Tax Tips For Your New Business
by Todd Unger
Starting a business involves establishing new processes and systems that will ensure a strong foundation from which to grow.
Here are a few simple tax tips all new businesses should put into place, before they officially hit the ground running:
Establish the appropriate structure for your business.
Because there can be different tax implications associated with different business structures, it’s important that you have the appropriate legal entity established before you officially open for business.
If you start a business without a partner, then the default entity is a sole proprietorship. A sole proprietorship is often the easiest business type to establish, but the tax savings opportunities are limited. To make matters worse, a sole proprietorship can expose the owner’s non-business assets to creditors. Finally, a sole proprietorship would report its income on Schedule C of the Form 1040. Schedule C is the most highly audited schedule. Therefore, at a minimum, you should explore all business entities with a tax attorney to ensure efficient tax savings, asset protection, and reduced tax audit risk.
Choose a proper accounting method.
The two primary accounting methods under which a business reports financial transactions are cash-basis accounting and accrual method accounting. Under the cash method, income is not counted until money is actually received and expenditures are not counted, i.e. deducted, until paid. Under the accrual method, a company records revenue when the transaction is completed, not when it receives the proceeds. Expenses are similarly handled. The business reports the expenditure when it is incurred, not when the expenditure is paid. Therefore, each method is about the timing of income and expenditures.

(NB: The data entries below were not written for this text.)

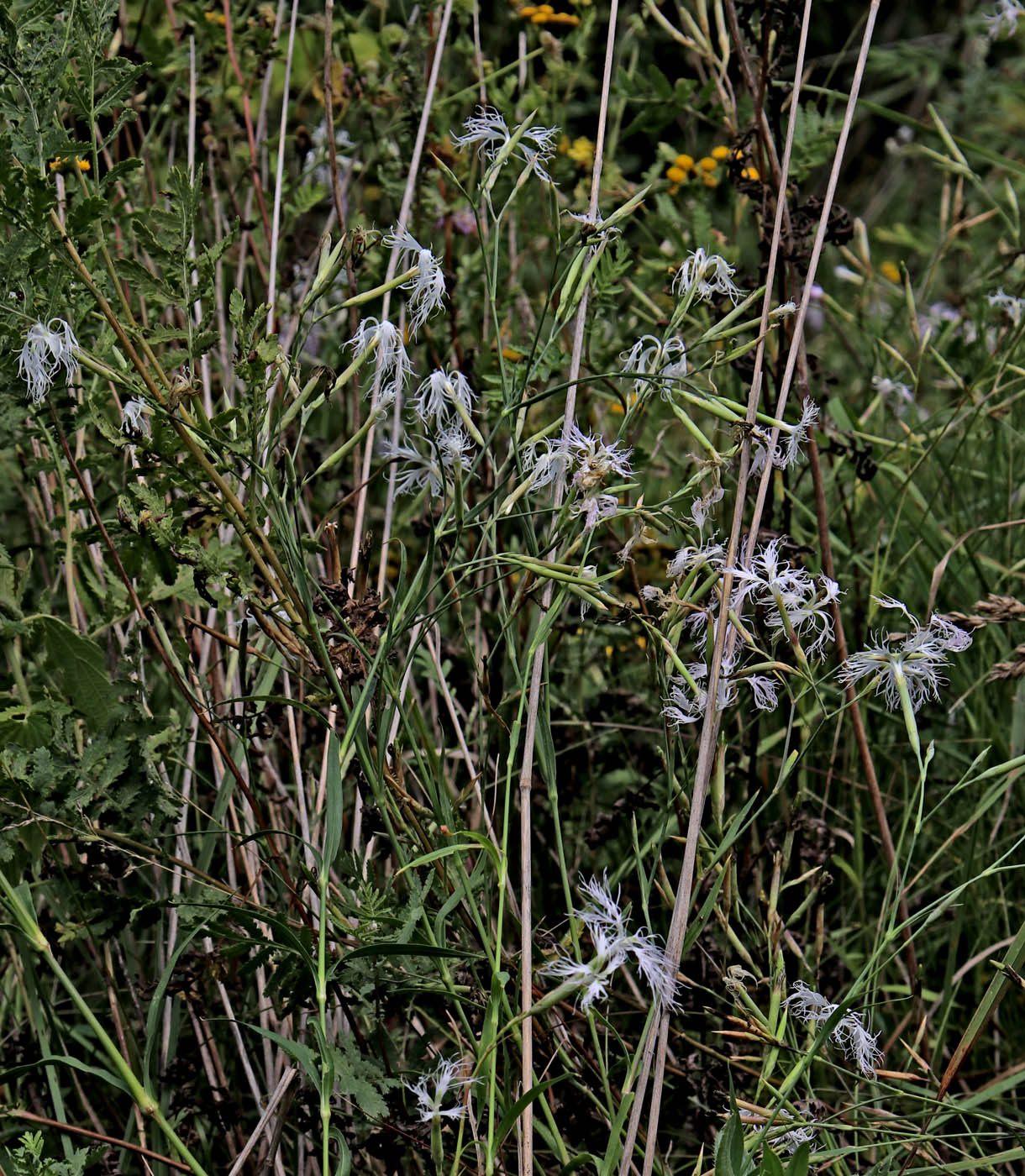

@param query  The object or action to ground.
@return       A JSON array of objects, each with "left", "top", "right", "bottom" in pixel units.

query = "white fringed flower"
[
  {"left": 402, "top": 1058, "right": 474, "bottom": 1123},
  {"left": 751, "top": 396, "right": 819, "bottom": 477},
  {"left": 413, "top": 368, "right": 476, "bottom": 427},
  {"left": 983, "top": 0, "right": 1025, "bottom": 41},
  {"left": 986, "top": 287, "right": 1025, "bottom": 327},
  {"left": 380, "top": 424, "right": 472, "bottom": 499},
  {"left": 782, "top": 979, "right": 883, "bottom": 1079},
  {"left": 563, "top": 424, "right": 633, "bottom": 494},
  {"left": 619, "top": 335, "right": 687, "bottom": 396},
  {"left": 661, "top": 653, "right": 779, "bottom": 730},
  {"left": 570, "top": 494, "right": 619, "bottom": 530},
  {"left": 452, "top": 106, "right": 559, "bottom": 183},
  {"left": 452, "top": 106, "right": 509, "bottom": 161},
  {"left": 540, "top": 875, "right": 676, "bottom": 1011},
  {"left": 666, "top": 538, "right": 726, "bottom": 580},
  {"left": 18, "top": 318, "right": 79, "bottom": 405},
  {"left": 347, "top": 318, "right": 415, "bottom": 407},
  {"left": 525, "top": 424, "right": 633, "bottom": 495},
  {"left": 691, "top": 486, "right": 726, "bottom": 530},
  {"left": 732, "top": 538, "right": 840, "bottom": 658},
  {"left": 121, "top": 396, "right": 150, "bottom": 436},
  {"left": 385, "top": 226, "right": 444, "bottom": 335},
  {"left": 840, "top": 596, "right": 972, "bottom": 711},
  {"left": 673, "top": 248, "right": 744, "bottom": 306}
]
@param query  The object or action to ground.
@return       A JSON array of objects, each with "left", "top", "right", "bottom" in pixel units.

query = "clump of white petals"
[
  {"left": 380, "top": 424, "right": 473, "bottom": 499},
  {"left": 986, "top": 287, "right": 1025, "bottom": 327},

Recently, I was involved in an audit whereby the taxpayer was utilizing cash basis accounting. When I was reviewing the taxpayer’s transactions, I discovered that the accrual method was more advantageous than cash method. During the audit the IRS agent stated that the taxpayer’s business had adopted a method of accounting because the corporation filed more than one return utilizing the cash method. I argued that the business made a mistake and, therefore, did not adopt its accounting method. If the IRS concludes that the taxpayer adopted a method that accurately reflects income, then you must receive permission from the IRS to change your method on the Form 3115 prospectively.
Establish business-only financial accounts.
Before you officially open for business, establish an EIN (employer identification number) for your business. Although an EIN is not required for all businesses, I like utilizing an EIN because it shields your social security number from identity theft exposure and creates a distinct entity. Once you have the EIN, open a business checking account dedicated to business-related income and expenses. If your financial institution issues business credit cards or lines of credit, apply for one (even if you don’t intend to take out loans), to build a business credit history separate from your personal financial history. You must remember that you and your business are separate from each other. The commingling of personal and business accounts will make life difficult when preparing your taxes or understanding the businesses cash flow.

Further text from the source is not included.